Most of those who survived were picked up by fishermen, not official services, even though the boat was so close to land that those on board could make SOS calls from their mobile phones.

“I immediately called the coastguard, but they didn’t move at all. The fishing boats saved them,” said Gamal Assad, an Egyptian who was woken around 5am by a panicked phone call from his 17-year-old brother, Bassem.

The head of the local council, Ali Abdel-Sattar, told AP that the loss of life would have been much heavier had a fishing vessel not been close by when the boat capsized. “If this man [skipper Mohammed Abu Hamid] wasn’t there, if this man wasn’t sent by God, the entire group of migrants would have been dead by now,” he said. He said locals paid up to $4,000 to risk their lives in hope of a new start in Europe.

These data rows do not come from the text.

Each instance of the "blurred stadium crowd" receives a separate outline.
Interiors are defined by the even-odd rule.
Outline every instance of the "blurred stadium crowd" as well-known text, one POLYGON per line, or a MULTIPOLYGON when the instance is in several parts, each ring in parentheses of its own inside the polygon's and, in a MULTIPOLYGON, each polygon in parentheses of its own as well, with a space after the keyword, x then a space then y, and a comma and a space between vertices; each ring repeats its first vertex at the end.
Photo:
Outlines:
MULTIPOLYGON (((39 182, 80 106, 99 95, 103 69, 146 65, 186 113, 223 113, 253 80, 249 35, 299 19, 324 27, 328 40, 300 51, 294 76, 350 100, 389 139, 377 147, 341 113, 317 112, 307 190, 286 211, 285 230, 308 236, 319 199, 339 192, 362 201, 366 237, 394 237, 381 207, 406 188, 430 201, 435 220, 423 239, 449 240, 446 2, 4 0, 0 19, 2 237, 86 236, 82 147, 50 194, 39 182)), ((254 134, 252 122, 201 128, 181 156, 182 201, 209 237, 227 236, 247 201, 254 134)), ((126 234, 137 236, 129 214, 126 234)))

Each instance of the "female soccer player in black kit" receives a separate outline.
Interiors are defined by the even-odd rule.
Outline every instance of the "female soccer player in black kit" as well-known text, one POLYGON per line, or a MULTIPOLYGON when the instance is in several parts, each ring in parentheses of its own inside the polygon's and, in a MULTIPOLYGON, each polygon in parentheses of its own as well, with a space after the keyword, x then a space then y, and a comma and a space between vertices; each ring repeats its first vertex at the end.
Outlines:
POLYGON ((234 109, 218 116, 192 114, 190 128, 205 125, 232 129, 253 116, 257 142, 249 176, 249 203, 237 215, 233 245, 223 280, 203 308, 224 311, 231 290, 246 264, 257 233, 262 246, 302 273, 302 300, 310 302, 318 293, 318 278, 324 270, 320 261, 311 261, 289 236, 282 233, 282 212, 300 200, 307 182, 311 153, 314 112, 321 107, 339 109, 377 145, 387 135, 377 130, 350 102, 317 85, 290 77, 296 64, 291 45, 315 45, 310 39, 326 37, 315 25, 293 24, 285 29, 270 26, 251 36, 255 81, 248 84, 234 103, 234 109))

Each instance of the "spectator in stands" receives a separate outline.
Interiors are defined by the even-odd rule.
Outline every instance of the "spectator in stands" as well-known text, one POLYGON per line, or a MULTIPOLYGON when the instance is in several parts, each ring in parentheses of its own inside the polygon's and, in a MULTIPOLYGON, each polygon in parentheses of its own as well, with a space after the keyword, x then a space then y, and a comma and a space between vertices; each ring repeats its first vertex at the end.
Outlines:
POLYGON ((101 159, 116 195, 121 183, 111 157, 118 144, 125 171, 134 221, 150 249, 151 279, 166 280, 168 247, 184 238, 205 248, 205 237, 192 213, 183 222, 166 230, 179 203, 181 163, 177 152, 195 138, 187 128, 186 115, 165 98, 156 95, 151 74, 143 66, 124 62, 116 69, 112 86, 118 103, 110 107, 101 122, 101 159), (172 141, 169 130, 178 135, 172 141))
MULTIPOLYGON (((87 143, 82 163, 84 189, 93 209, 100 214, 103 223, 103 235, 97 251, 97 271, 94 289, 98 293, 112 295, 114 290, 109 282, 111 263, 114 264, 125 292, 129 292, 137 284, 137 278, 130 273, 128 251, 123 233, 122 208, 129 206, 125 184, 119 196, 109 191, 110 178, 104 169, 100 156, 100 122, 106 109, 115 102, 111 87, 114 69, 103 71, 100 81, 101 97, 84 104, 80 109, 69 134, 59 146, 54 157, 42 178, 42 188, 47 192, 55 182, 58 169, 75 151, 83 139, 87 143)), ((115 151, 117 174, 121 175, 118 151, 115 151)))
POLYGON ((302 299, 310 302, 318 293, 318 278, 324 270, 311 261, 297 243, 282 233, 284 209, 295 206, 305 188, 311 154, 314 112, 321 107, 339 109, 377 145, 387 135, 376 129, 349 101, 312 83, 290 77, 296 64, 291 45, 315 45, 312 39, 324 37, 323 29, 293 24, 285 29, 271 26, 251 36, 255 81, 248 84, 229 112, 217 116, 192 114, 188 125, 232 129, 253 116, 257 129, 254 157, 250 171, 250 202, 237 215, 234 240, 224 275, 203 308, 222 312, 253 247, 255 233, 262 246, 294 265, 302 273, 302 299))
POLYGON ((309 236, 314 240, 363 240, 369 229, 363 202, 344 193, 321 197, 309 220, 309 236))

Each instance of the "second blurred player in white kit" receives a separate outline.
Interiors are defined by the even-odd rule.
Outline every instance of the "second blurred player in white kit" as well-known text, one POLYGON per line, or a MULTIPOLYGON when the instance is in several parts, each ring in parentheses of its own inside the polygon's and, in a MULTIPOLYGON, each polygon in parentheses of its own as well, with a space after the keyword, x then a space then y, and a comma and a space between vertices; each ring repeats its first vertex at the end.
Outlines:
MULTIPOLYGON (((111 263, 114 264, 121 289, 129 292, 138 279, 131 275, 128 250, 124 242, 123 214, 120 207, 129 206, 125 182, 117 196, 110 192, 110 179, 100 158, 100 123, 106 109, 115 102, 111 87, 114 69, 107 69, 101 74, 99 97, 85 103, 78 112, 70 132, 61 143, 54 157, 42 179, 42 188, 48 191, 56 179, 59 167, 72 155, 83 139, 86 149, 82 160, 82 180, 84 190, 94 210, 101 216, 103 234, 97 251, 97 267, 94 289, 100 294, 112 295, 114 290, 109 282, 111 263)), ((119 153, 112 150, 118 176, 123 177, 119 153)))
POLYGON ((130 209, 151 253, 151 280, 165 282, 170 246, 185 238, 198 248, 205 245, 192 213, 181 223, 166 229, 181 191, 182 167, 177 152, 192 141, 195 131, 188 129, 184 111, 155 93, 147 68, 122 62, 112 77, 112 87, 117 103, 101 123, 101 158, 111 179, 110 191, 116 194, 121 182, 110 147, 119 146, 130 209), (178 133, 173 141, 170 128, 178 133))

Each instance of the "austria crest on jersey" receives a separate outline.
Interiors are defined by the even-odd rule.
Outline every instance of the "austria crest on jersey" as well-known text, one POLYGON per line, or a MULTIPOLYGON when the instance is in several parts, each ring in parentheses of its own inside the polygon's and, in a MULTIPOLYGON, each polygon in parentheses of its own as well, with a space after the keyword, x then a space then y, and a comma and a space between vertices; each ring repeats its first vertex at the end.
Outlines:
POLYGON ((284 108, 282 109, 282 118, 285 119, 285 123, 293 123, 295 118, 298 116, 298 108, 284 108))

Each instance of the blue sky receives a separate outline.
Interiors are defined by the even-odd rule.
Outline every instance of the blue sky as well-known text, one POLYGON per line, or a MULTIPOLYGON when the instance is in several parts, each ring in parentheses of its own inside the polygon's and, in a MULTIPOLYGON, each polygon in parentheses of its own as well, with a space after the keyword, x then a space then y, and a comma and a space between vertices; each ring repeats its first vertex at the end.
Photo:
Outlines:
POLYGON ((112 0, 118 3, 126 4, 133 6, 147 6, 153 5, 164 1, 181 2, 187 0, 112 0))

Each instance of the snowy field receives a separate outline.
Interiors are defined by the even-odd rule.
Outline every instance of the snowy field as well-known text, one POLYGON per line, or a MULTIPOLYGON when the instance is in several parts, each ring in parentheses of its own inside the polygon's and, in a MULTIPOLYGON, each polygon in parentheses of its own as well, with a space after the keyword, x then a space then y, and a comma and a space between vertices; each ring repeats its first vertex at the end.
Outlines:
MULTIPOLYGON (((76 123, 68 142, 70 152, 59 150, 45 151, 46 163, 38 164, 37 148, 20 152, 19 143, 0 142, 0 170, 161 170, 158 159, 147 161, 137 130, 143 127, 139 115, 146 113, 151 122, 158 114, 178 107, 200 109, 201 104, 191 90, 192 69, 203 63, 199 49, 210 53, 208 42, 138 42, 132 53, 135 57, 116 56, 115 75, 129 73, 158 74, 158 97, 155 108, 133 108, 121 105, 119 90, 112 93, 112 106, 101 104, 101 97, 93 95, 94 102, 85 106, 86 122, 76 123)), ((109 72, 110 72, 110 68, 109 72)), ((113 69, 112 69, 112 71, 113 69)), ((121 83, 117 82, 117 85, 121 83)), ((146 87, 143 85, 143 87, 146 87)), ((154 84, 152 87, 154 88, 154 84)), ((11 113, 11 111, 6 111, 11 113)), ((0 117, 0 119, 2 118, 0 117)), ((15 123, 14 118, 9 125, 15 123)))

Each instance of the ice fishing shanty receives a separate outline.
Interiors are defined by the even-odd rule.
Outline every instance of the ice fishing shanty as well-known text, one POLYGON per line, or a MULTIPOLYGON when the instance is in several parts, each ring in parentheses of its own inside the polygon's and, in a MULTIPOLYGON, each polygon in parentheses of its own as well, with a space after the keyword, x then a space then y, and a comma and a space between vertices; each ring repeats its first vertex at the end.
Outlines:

Many of the survivors of the latest incident have been detained by police. Some of those rescued who suffered injuries were taken to hospitals, where they lie handcuffed to hospital beds under police guard, potentially facing charges. They are mostly Egyptians, but also include Syrians, Sudanese and people from several other countries in sub-Saharan Africa, the governor said.

Although the stream of people risking the crossing from Turkey to Greece has been slowed by a deal with the EU, which would see many returned, there are still hundreds of thousands of people willing to gamble their lives on a chance to reach Europe.

Over 300,000 have made the crossing this year, UN figures show, and thousands have lost their lives. One of the main routes is from Libya to Italy, but as it has grown more lawless, departures from Egypt have risen.

Mutwali Mohamed, a 28-year-old welder who survived the wreck but lost his family, told AFP that they were fleeing poverty. “I risked my life and the lives of my son and wife so they could have a nice life,” he said, weeping. “I wish I hadn’t survived.”